One way to solve this problem would be to use a hash set to keep track of the node values we've seen so far. We can then traverse the tree one node at a time, checking whether the difference between the current node value and k is in the hash set.

If we find a node where this difference is in the hash set, we know that there must be a node elsewhere in the tree that adds up with the current node to k. We can return True.

If we finish traversing the tree without encountering such a pair of nodes, we know there isn't one, and we can return False.

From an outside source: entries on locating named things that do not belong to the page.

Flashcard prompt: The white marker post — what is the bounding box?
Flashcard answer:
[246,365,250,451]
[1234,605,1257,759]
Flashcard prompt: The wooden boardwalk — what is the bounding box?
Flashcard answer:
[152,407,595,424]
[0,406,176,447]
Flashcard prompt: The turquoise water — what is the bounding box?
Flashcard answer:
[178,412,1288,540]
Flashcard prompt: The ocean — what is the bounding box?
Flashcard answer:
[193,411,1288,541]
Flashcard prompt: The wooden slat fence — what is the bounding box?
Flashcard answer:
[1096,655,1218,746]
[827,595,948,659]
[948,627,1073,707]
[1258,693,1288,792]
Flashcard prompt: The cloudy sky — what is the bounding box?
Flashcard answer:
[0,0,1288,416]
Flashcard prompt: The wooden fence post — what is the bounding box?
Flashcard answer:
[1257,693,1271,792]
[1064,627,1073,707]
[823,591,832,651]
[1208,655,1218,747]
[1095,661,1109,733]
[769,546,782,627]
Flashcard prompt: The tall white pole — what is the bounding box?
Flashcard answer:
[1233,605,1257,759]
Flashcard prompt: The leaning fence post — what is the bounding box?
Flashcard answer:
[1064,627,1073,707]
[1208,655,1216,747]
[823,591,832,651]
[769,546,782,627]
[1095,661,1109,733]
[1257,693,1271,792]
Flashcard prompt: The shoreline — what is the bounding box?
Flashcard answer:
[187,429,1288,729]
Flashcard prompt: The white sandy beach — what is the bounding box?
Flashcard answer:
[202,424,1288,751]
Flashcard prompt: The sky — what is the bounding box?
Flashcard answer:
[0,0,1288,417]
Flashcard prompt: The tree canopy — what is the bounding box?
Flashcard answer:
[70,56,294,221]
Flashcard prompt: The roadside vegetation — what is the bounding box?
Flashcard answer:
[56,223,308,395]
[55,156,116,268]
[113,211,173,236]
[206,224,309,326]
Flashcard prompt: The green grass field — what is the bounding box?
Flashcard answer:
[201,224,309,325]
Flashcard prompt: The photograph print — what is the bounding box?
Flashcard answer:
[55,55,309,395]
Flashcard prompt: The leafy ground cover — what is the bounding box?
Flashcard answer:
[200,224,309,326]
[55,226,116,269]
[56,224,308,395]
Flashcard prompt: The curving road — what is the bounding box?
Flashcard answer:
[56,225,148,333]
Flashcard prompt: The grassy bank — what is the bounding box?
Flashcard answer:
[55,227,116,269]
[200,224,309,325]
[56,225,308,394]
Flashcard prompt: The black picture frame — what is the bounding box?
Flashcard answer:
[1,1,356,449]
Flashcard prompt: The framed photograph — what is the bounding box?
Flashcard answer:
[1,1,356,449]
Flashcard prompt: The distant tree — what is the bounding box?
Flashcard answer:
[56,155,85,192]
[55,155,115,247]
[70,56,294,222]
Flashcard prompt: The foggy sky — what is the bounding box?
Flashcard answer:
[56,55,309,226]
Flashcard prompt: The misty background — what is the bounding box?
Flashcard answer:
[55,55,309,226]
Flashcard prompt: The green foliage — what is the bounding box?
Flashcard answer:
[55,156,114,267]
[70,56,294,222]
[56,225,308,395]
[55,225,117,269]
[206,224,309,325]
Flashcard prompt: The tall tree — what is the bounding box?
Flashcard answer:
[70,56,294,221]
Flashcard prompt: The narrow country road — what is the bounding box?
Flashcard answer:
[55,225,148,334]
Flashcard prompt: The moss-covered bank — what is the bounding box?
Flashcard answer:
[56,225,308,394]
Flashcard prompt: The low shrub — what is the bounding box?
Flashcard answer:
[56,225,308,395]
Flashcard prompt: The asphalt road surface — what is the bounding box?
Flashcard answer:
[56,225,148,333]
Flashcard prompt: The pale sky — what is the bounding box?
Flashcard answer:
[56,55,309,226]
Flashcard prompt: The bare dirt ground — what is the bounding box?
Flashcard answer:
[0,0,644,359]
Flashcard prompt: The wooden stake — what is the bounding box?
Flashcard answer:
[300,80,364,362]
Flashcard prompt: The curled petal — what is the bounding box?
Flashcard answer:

The time complexity of this algorithm is $O(n)$, since we traverse every node in the tree once.

Code
def find_sum_in_binary_tree(root: TreeNode, k: int) -> bool:
    nodes = set()
    stack = [root]
    
    while stack:
        node = stack.pop()
        
        if k - node.val in nodes:
            return True
        
        nodes.add(node.val)
        
        if node.left:
            stack.append(node.left)
        if node.right:
            stack.append(node.right)
    
    return False
Explanation of Code

We start by initializing an empty hash set called nodes. We also create a stack and add the root node to it.

We then enter a loop where we pop one node off the stack at a time. We test whether the difference between k and the node's value is in the hash set. If it is, we know that we've seen a node with the desired value before, so we can return True.

If we haven't seen such a node before, we add the current node's value to the hash set. We then check whether the current node has any child nodes, and if so, we add them to the stack.

If we finish traversing the tree without finding a pair of nodes that add up to k, we return False.